Fear not, as with everything in parenthood ‘it’s just a phase: and one for which there is a solution
The way the “NO and tantrum phase” plays out, depends on the personality of your child and is a milestone in his or her growth. Even though it’s complicated, your child needs to experience this phase to define his identity: we need to deal with it and help our toddler overcome this phase.
There is generally a reason behind these tantrums that makes your toddler want to rebel. It is more important than ever before to set rules and be an authoritative but understanding parent.
Most of the NOs you’ll be hearing are about food and bedtime: important times of the day for children and parents alike.
If your child refuses to go to bed it may be because he is afraid of being abandoned or he hasn’t been given bedtime rules. If so, be firm but gentle and loving with your child: one of the one common mistakes parents make is to let their children stay up as long as they want.
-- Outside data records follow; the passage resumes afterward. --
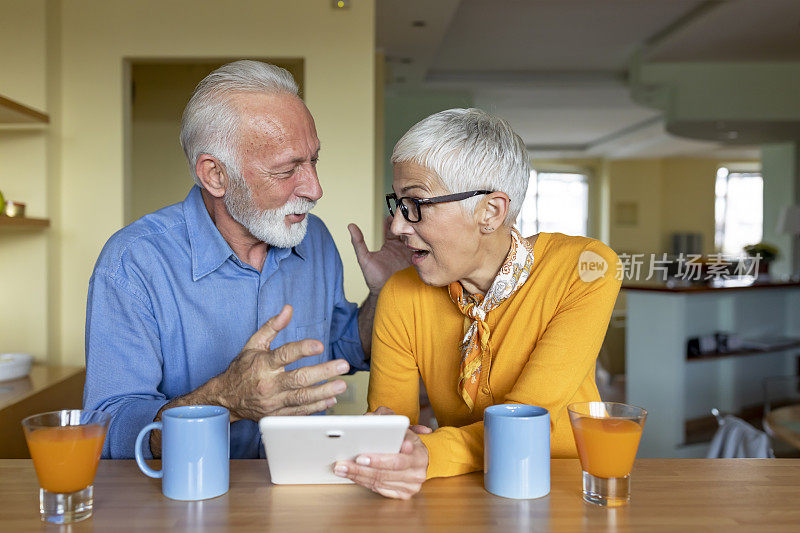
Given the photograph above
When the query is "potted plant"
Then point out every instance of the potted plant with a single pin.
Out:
(764, 253)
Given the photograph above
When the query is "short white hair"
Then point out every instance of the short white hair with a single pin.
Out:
(470, 150)
(210, 120)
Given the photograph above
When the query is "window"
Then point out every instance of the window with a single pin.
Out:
(738, 210)
(555, 202)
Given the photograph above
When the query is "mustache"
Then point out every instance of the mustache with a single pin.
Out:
(296, 206)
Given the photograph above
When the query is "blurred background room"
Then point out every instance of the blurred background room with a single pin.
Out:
(668, 129)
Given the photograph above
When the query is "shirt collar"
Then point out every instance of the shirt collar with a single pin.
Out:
(209, 248)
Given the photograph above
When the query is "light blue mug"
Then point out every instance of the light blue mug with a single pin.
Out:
(195, 452)
(516, 451)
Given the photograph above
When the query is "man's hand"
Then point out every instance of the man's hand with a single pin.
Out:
(379, 266)
(256, 385)
(394, 475)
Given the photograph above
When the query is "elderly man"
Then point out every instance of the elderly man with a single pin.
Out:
(234, 296)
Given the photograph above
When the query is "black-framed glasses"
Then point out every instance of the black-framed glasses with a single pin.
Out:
(410, 207)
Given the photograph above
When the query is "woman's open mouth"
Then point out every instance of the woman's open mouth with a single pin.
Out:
(294, 218)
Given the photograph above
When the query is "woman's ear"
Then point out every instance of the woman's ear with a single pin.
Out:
(212, 175)
(493, 211)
So stay calm and don’t raise your voice: a firm but gentle tone has more effect on your child than screaming and shouting. Read your child a fairytale or let him have his favourite plush toy; create a routine that your toddler enjoys to make bedtime as pleasant as possible.
If your child refuses to eat, relax. If you toddlers says “No, I don’t want that”, just shrug your shoulders and say “fine”. The most common mistake is to give your child something else when he refuses the food you put on the table: this will make your toddler think he can get anything he wants. Your child may be refusing not only the food you are giving him, but mealtimes as such: getting your child to help prepare the meal or set the table may be a way of getting him involved, making mealtimes truly special.
So parents, managing the “no” phase is certainly not going to be simple, and the most important thing is to stay calm! Behind what we commonly call tantrums, our child may be telling us that he doesn’t like something or expressing his own personality as an individual.
Your job is to keep calm and help your children grow up as happily as possible, because growing up is an extraordinary adventure, but also lots of hard work!